François Mitterrand dans un autre grand discours de 1989 annonçait clairement : « Si la défense de la paix est un objectif prioritaire de la politique extérieure de la France, il nous parait tout aussi important de combler le fossé qui ne cesse de s’élargir entre pays développés et pays en voie de développement. Écart qui atteint une dimension telle que certains s’y résignent. Or, je le redis, ici, solennellement(…) le sous-développement n’est pas fatal. il n’y a pas, croyez-moi, de tâche plus urgente que d’y porter remède, car les déséquilibres actuels pourraient précipiter le monde dans les pires désordres. Il m’arrive souvent de dire, dans mon pays, que je considère le problème du développement, comme plus grave en profondeur que le problème de la course aux armements, parce que la course à l’armement nucléaire dépend d’autorités quand même responsables, capables de contrôler leurs actions. Tandis que le sous-développement avec ce qui l’entraîne, suppose un désordre immense où les passions, les désespoirs, les rigueurs de la nature, les rigueurs des hommes s’entremêlent de telle sorte qu’il peut ne paraître qu’une seule issue, celle du désespoir. Et comment s’appelle-t-elle, sinon la violence ? Et qui peut contrôler, et qui peut prétendre maîtriser un mouvement venu des profondeurs qui, aujourd’hui, occupe plusieurs milliards d’être humains ? » Este-ce vraiment démodé, dépassé, absurde ?

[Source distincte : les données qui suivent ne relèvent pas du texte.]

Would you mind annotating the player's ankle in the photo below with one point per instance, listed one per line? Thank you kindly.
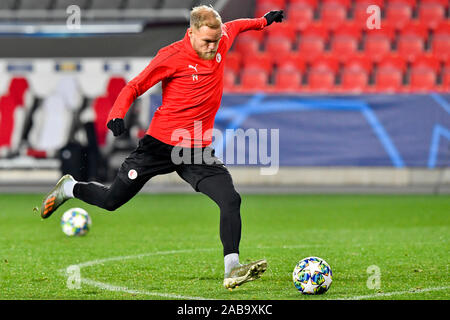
(68, 187)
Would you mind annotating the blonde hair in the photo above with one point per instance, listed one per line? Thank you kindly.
(205, 16)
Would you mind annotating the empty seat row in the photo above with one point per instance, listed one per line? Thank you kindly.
(412, 41)
(395, 13)
(93, 4)
(358, 75)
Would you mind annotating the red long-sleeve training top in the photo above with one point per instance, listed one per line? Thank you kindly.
(191, 88)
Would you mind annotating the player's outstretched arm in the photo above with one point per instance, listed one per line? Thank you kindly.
(274, 16)
(117, 126)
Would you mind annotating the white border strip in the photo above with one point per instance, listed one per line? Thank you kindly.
(113, 288)
(394, 293)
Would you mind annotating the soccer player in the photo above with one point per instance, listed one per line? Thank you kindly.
(191, 71)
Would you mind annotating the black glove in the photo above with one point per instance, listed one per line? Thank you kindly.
(272, 16)
(117, 126)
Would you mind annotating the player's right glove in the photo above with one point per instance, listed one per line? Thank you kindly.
(117, 126)
(272, 16)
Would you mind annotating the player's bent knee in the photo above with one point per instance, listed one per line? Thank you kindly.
(233, 201)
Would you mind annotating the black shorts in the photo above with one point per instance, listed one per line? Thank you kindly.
(153, 157)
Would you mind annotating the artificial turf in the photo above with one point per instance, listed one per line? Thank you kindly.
(167, 246)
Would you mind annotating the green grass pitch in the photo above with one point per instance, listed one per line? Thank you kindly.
(168, 247)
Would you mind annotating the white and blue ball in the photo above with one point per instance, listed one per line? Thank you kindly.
(312, 275)
(75, 222)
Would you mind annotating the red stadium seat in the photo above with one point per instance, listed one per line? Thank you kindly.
(321, 80)
(360, 61)
(282, 30)
(322, 74)
(350, 28)
(360, 14)
(440, 45)
(288, 80)
(280, 3)
(389, 74)
(344, 46)
(429, 61)
(311, 3)
(254, 79)
(393, 61)
(378, 43)
(300, 15)
(292, 61)
(312, 41)
(398, 14)
(431, 14)
(422, 79)
(388, 79)
(267, 6)
(316, 30)
(446, 78)
(354, 78)
(233, 61)
(332, 14)
(411, 3)
(311, 47)
(415, 28)
(246, 46)
(345, 3)
(411, 41)
(278, 47)
(345, 41)
(229, 80)
(326, 62)
(379, 3)
(443, 3)
(410, 46)
(262, 61)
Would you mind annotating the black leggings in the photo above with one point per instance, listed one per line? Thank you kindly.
(219, 188)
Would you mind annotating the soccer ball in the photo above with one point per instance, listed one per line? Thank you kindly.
(75, 222)
(312, 275)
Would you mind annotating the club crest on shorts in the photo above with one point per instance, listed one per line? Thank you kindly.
(132, 174)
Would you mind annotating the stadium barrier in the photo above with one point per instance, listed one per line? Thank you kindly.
(342, 142)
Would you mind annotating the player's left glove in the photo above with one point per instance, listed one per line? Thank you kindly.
(272, 16)
(117, 126)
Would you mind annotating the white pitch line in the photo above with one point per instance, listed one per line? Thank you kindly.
(394, 293)
(109, 287)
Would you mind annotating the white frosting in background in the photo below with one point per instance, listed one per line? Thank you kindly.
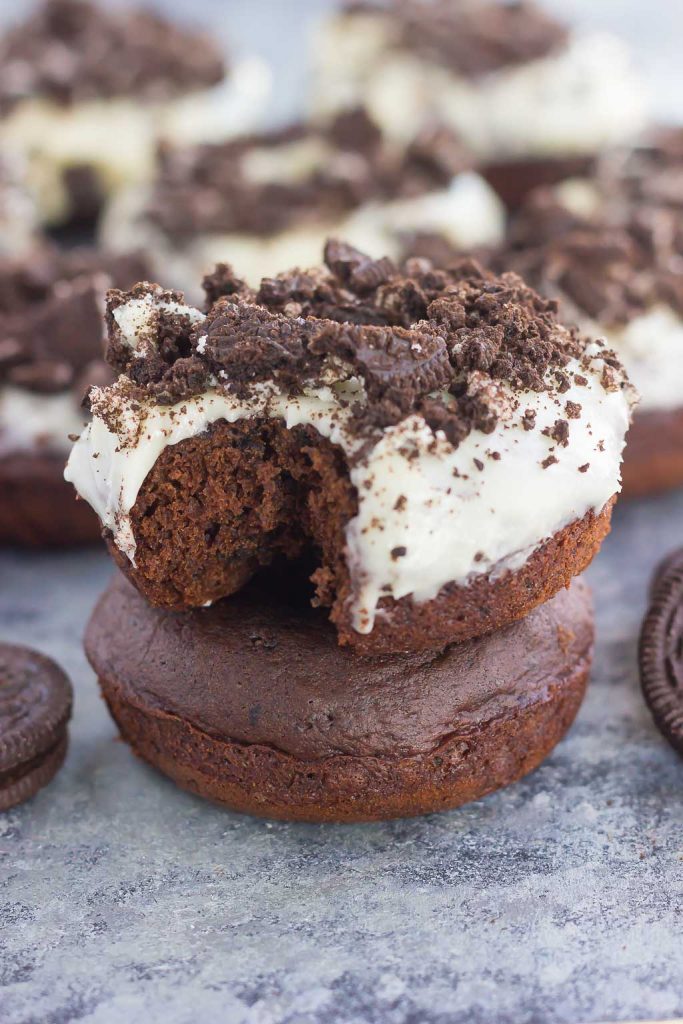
(456, 520)
(650, 347)
(467, 213)
(575, 101)
(119, 136)
(18, 217)
(31, 421)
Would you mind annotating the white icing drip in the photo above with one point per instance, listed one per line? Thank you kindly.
(457, 512)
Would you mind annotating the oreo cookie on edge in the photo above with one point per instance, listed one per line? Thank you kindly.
(36, 702)
(660, 650)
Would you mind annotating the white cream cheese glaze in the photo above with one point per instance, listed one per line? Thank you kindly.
(30, 421)
(578, 100)
(484, 506)
(467, 214)
(119, 136)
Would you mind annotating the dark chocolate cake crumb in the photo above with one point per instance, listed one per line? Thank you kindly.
(72, 51)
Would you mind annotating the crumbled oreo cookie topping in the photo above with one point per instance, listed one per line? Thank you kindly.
(608, 268)
(469, 37)
(76, 50)
(443, 344)
(51, 303)
(209, 188)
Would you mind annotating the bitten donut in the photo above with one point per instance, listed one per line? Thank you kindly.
(532, 99)
(254, 705)
(51, 347)
(444, 445)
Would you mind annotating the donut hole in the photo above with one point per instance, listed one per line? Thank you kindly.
(217, 507)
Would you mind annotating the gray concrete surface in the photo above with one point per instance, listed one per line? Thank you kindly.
(559, 900)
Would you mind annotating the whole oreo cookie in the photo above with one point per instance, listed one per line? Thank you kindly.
(35, 708)
(660, 652)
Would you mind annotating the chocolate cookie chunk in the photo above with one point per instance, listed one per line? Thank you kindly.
(35, 707)
(660, 651)
(253, 704)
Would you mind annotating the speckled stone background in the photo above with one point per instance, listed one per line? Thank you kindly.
(559, 900)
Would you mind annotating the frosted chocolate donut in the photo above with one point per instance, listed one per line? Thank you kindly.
(534, 99)
(608, 249)
(87, 92)
(449, 450)
(271, 200)
(254, 705)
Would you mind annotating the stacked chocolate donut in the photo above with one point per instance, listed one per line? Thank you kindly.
(347, 507)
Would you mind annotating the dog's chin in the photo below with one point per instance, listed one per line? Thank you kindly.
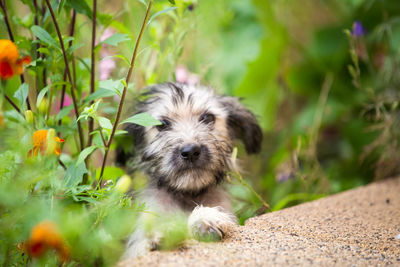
(191, 180)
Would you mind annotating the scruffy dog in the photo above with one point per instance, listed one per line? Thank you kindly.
(187, 157)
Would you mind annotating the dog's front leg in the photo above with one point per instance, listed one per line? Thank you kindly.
(210, 223)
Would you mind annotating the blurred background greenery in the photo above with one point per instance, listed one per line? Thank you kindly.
(321, 76)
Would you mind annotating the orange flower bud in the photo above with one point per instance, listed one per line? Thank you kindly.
(10, 63)
(40, 143)
(45, 236)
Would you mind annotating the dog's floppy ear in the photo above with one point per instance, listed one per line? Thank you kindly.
(242, 124)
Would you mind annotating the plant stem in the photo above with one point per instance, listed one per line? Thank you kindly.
(36, 21)
(102, 136)
(127, 80)
(93, 69)
(8, 26)
(68, 74)
(71, 33)
(11, 102)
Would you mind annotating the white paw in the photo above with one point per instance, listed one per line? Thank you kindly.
(140, 244)
(210, 224)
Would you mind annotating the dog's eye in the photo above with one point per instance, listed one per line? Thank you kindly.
(207, 118)
(164, 126)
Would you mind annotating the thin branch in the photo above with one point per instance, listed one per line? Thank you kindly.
(128, 78)
(68, 73)
(71, 33)
(93, 68)
(36, 21)
(102, 136)
(12, 103)
(8, 26)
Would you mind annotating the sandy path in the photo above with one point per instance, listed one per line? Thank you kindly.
(357, 227)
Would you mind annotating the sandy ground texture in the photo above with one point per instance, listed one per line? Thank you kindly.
(359, 227)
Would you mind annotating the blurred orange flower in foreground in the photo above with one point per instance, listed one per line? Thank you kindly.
(45, 146)
(45, 236)
(10, 63)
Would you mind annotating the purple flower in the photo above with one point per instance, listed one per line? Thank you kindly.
(358, 29)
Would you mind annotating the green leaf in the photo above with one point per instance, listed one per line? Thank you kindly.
(160, 13)
(41, 94)
(64, 112)
(100, 93)
(73, 48)
(21, 94)
(116, 38)
(74, 174)
(105, 123)
(44, 36)
(85, 153)
(115, 86)
(110, 173)
(143, 119)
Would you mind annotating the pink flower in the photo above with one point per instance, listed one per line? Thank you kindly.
(183, 75)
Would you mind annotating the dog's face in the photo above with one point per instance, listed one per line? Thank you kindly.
(192, 148)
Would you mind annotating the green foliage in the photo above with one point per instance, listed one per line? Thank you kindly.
(325, 92)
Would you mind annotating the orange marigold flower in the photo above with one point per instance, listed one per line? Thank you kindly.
(45, 236)
(40, 143)
(10, 63)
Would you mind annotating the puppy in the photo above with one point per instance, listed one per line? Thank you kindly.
(187, 157)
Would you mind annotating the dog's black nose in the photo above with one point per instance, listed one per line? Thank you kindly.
(191, 152)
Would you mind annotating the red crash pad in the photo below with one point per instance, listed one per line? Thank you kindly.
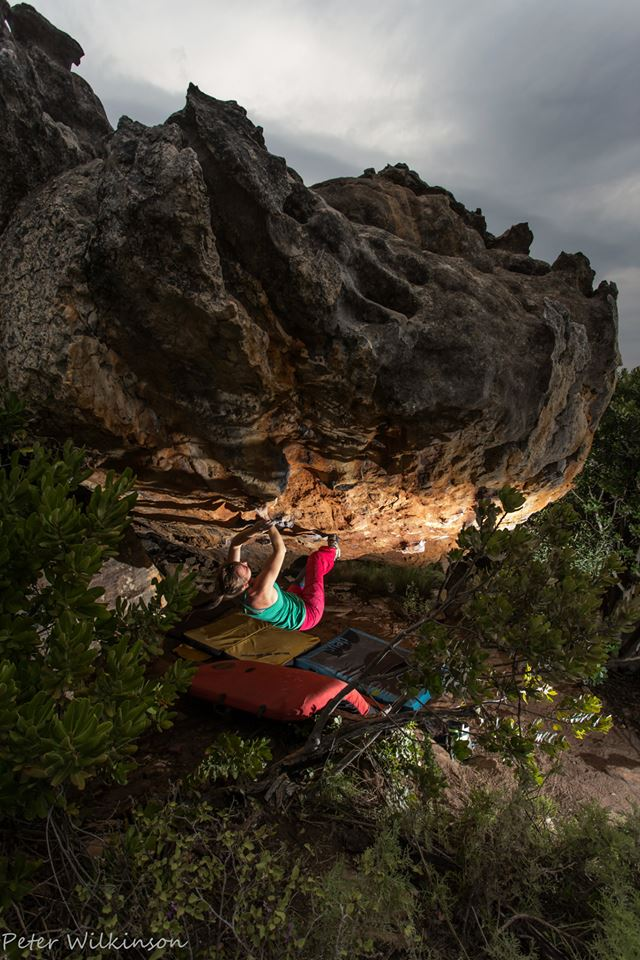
(270, 690)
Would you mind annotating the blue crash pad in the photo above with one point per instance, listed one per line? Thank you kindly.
(347, 653)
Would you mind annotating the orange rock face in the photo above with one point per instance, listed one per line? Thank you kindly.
(364, 355)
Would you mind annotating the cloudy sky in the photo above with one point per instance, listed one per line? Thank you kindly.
(526, 108)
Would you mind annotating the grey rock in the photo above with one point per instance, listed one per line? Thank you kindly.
(365, 350)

Le pacte de Marrakech n’est devenu en fait pour des policiens sans scrupules qu’un exutoire permettant de détourner sciemment des principes humanistes basiques. Pour parvenir à atténuer les flux migratoires constatés le texte renvoie au programme de développement durable à l’horizon 2030 (adopté en 2015) ayant pour but d’améliorer les conditions de vie, aussi bien politique qu’économique, dans les pays sujets aux exodes d’ampleur. Difficile de convaincre par la raison et les valeurs républicaines si on joute que le pacte demande aux États signataires d’ assurer « l’accès des migrants aux services de base », « donner aux migrants et aux sociétés des moyens en faveur de la pleine intégration et de la cohésion sociale » ou encore « mettre en place des mécanismes de portabilité des droits de sécurité sociale et des avantages acquis ». Dans le contexte actuel c’est vraiment sans espoir !

2 Réponses

  1. J.J.

    La Coopération (quel mot démodé) dis tu.

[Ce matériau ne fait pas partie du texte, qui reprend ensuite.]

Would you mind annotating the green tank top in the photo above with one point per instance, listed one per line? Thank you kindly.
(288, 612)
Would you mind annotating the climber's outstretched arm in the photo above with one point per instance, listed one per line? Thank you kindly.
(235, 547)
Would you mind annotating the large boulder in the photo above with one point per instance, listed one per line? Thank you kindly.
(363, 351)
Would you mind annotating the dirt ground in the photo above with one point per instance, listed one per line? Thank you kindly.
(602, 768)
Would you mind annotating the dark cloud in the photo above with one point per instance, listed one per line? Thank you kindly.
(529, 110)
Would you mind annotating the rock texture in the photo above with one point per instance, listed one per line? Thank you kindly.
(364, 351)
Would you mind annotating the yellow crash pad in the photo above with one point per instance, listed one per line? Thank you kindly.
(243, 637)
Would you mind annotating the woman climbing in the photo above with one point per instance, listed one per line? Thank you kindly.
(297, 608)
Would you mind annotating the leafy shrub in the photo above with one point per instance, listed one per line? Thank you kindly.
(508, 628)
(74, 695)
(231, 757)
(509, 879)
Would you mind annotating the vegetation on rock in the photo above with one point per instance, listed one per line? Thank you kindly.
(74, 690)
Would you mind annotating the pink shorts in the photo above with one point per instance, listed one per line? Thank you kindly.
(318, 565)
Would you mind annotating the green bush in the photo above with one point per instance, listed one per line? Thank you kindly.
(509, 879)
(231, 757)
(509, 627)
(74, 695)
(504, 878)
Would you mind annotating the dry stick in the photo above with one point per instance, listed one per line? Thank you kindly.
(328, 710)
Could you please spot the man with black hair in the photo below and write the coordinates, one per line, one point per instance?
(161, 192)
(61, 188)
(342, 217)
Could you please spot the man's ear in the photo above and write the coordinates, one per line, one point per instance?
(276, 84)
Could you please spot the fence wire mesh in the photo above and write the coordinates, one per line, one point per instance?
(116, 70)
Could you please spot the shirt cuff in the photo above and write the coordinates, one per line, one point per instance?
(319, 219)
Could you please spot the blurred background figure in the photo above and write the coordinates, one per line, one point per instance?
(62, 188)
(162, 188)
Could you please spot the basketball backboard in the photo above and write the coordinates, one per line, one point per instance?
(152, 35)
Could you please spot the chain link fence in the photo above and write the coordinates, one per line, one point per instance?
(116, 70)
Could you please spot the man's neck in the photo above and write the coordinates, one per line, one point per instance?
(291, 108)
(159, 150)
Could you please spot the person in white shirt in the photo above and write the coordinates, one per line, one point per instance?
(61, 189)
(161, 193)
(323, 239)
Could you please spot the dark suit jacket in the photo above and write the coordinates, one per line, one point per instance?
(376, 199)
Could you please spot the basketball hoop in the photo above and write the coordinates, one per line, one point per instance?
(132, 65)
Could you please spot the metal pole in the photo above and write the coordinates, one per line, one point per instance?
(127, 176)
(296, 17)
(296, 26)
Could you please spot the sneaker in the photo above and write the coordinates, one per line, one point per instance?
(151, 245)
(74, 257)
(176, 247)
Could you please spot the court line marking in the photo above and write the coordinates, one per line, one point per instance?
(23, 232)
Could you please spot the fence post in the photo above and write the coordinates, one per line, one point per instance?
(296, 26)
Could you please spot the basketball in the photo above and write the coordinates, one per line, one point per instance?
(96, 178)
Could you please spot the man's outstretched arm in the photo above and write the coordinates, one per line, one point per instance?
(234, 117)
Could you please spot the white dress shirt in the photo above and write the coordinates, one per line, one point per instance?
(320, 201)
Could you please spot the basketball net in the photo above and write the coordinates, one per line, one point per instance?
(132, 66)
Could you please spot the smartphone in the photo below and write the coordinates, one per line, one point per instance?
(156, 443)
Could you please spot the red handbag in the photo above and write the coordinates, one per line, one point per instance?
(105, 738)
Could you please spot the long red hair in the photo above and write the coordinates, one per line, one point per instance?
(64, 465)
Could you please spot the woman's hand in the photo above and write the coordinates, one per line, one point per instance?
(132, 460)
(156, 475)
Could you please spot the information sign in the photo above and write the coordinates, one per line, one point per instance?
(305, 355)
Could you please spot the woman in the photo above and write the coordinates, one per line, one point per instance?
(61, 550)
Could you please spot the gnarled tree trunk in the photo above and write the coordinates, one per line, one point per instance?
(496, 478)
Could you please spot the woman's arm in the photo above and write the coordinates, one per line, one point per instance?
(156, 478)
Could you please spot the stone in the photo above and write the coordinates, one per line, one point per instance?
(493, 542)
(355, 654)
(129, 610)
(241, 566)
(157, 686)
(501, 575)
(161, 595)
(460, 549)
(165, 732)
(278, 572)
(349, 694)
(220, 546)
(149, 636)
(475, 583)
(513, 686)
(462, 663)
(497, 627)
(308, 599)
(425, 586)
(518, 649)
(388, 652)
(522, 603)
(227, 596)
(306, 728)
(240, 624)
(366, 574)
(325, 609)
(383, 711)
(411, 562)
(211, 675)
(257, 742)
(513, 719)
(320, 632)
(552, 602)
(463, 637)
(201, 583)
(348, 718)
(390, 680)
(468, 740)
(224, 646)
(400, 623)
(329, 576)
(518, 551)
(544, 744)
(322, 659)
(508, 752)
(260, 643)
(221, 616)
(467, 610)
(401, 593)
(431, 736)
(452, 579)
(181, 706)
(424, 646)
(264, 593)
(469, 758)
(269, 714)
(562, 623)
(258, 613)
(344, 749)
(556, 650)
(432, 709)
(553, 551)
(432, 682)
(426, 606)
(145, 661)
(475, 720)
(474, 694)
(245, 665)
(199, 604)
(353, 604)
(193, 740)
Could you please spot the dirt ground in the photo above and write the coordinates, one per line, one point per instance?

    Et tu ne crois peut être pas si bien dire.
    Depuis longtemps je me demandais quand les charognards allaient s’ attaquer à l’Economie Sociale Et Solidaire.
    Il est à craindre que ce ne soit à l’ordre du jour des princes de pacotille qui ont l’outrecuidance de prétendre nous gouverner. J’ai lu un article ( info à vérifier) évoquant une attaque ciblée et déstructrice sur les Sociétés Coopératives.